私が最初に見たのは、栗田先生の著作で、その主旨には(少なくとも受験数学に
限定すれば)大いに賛成だった。
しかし、最近見かけるいろいろな方の「数学は暗記」は、必ずしも私の考えと一致
していないようだ。
みなさん、それぞれ、実績ある方々であり、また、多くのことで参考になるご意見を
お持ちなのだが、「この1点に関しては、意見が合わない」ということが多いのだ。
そのような立派な方々への反論ではなく、自分の考えをまとめるという意味で、
ここに私論を書いておきたい。
 
「数学は暗記」というのは、たいていの場合、「問題を解くパターンを覚える」と
いう意味だと思う。

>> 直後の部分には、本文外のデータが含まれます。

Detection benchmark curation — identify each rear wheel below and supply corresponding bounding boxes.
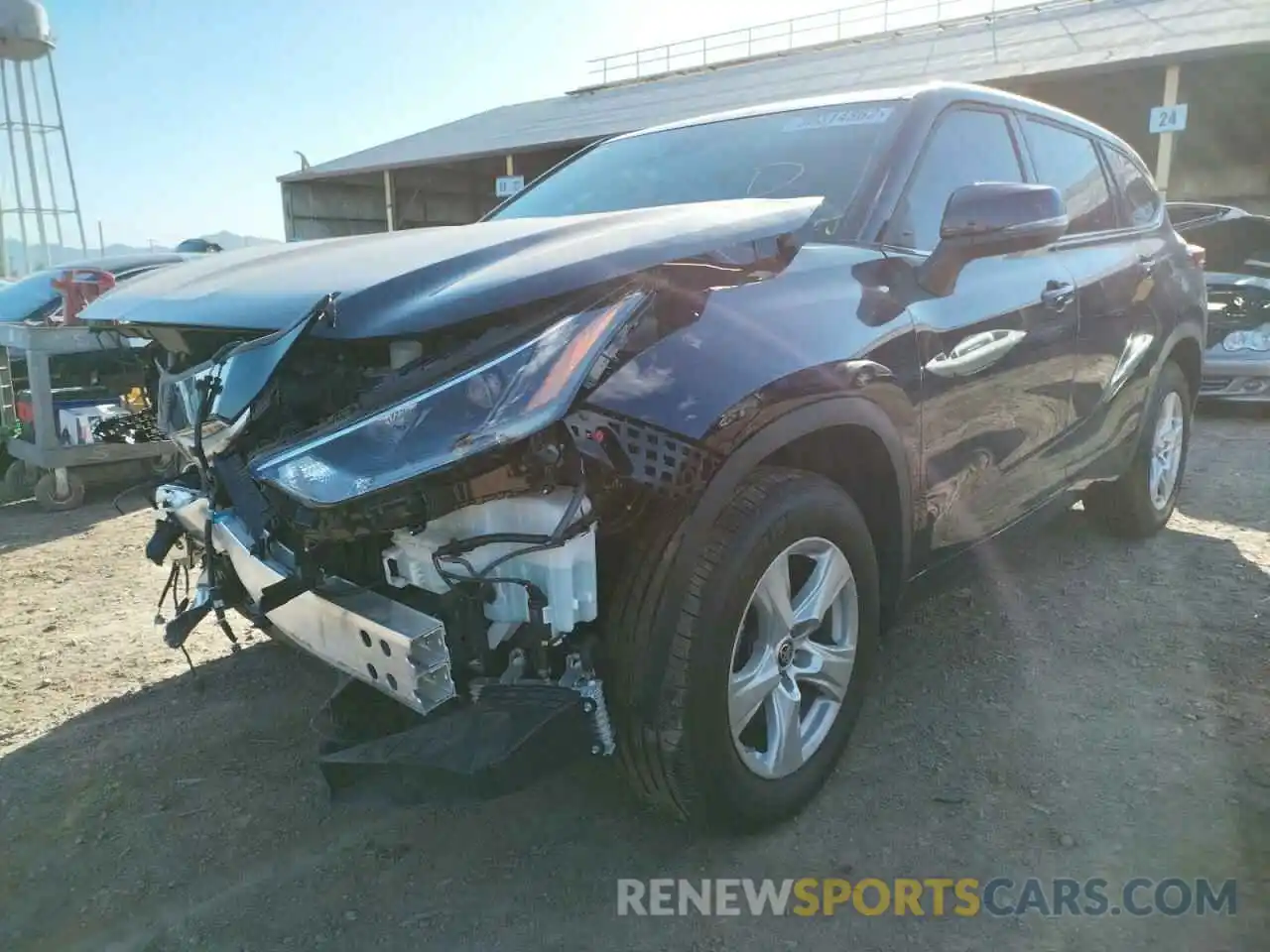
[611,467,879,829]
[1084,362,1194,538]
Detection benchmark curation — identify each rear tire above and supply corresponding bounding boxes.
[36,471,85,513]
[608,467,880,830]
[1084,361,1194,538]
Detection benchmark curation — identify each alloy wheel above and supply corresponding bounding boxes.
[1147,391,1187,512]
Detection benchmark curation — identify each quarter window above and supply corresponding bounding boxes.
[886,109,1024,251]
[1024,119,1116,235]
[1105,147,1160,226]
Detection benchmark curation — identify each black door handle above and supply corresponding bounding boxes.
[1040,281,1076,311]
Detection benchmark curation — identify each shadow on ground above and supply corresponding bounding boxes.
[1179,405,1270,532]
[0,502,1270,952]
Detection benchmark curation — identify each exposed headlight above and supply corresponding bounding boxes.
[1221,323,1270,353]
[251,294,645,507]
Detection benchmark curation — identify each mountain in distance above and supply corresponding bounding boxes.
[4,231,282,276]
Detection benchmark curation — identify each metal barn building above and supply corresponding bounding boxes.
[280,0,1270,241]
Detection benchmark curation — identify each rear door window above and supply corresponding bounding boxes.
[885,108,1024,251]
[1102,146,1160,227]
[1024,118,1116,235]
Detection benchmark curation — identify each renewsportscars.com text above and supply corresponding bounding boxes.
[617,877,1237,917]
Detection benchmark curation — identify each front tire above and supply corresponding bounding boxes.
[1084,361,1195,538]
[609,467,880,830]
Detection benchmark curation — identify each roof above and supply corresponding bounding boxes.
[615,82,1131,145]
[280,0,1270,181]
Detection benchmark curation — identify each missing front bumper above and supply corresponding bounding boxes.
[156,486,456,713]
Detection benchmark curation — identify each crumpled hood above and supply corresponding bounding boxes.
[82,198,821,339]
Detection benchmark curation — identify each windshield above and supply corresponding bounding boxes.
[491,103,899,218]
[0,268,61,321]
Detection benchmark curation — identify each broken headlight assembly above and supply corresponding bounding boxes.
[251,292,647,507]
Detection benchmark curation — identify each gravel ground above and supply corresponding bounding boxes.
[0,417,1270,952]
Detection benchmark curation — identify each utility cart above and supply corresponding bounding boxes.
[0,322,177,511]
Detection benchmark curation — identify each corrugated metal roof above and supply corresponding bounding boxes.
[280,0,1270,181]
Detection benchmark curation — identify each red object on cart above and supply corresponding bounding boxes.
[54,268,114,325]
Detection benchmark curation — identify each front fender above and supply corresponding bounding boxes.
[594,396,920,716]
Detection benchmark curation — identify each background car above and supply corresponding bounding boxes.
[1169,202,1270,405]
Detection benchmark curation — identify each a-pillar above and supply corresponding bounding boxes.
[384,169,396,231]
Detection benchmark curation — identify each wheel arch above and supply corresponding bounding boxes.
[624,396,913,713]
[1161,334,1204,403]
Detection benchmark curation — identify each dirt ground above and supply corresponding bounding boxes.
[0,416,1270,952]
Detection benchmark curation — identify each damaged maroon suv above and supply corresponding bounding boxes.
[83,85,1206,829]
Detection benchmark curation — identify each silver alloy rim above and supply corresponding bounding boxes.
[1148,391,1187,511]
[727,538,860,779]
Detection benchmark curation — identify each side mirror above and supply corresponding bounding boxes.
[918,181,1070,298]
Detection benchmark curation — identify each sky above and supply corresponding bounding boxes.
[35,0,1013,248]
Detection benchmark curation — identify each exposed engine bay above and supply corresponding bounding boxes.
[119,233,784,796]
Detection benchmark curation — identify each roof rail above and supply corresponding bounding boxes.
[574,0,1097,92]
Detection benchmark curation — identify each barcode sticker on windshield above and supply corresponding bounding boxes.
[781,105,895,132]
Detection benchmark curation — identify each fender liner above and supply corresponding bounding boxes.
[635,396,913,720]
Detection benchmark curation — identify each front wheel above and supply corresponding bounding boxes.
[1084,362,1194,538]
[611,467,879,830]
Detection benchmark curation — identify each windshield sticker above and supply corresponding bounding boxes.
[781,105,895,132]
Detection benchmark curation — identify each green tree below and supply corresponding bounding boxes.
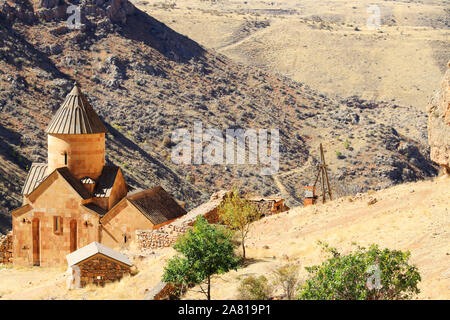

基本的に賛成である。
意見が違う(ような)のは、「パターンの扱い」についてである。
 
たとえば、先日、「数学でつまづかないための算数ドリル その3」
(以下では、「ドリル その3」と略記する)でいくつか問題を書いた。
これらは、すべて
 
 値段の問題
 
であると思う。
つまり、言ってみれば、「値段の問題パターン」というパターンがあるのだ。
(私が勝手につけた名前である。)
さらに詳しく見ると、そのパターンは
 
 原価と利益率から利益を計算するパターン
 定価から割引をするパターン
 利益と利益率から原価を出すパターン
 利益と定価から原価を出すパターン
 
などに、細かく分類されるかと思う。
そこで、「値段の問題」に対処するために
 
 そのパターンを分類し記憶する
 
という処方箋が考えられるだろうと思う。
 
私は、その考え方に不賛成なのである。
確かに、「ドリル その3」には、いろいろなパターンが見えるかもしれない。
しかし、これらは、すべてたった1つの問題
 
 1000円の1割はいくらですか。(100円)
 
の変形にすぎない。
つまり、「1000円の1割はいくらですか」が解ければ、あとの問題も、理論的には、
解けるはずなのだ。
(「いや、そんなことはない」という反論もあるかと思う。
 事実を言えば、「そんなことはない」である。だから、「理論的には」と書いた。
 その話はあとにしたい。)

「ドリル その3」で子供に、まず、理解させ、覚えさえたかったことは、
 
 値段の問題のパターン
      = 「1000円の1割はいくらですか」の解き方
 
であって、その複雑(?)な派生パターンではないのである。
 
やっぱり続く。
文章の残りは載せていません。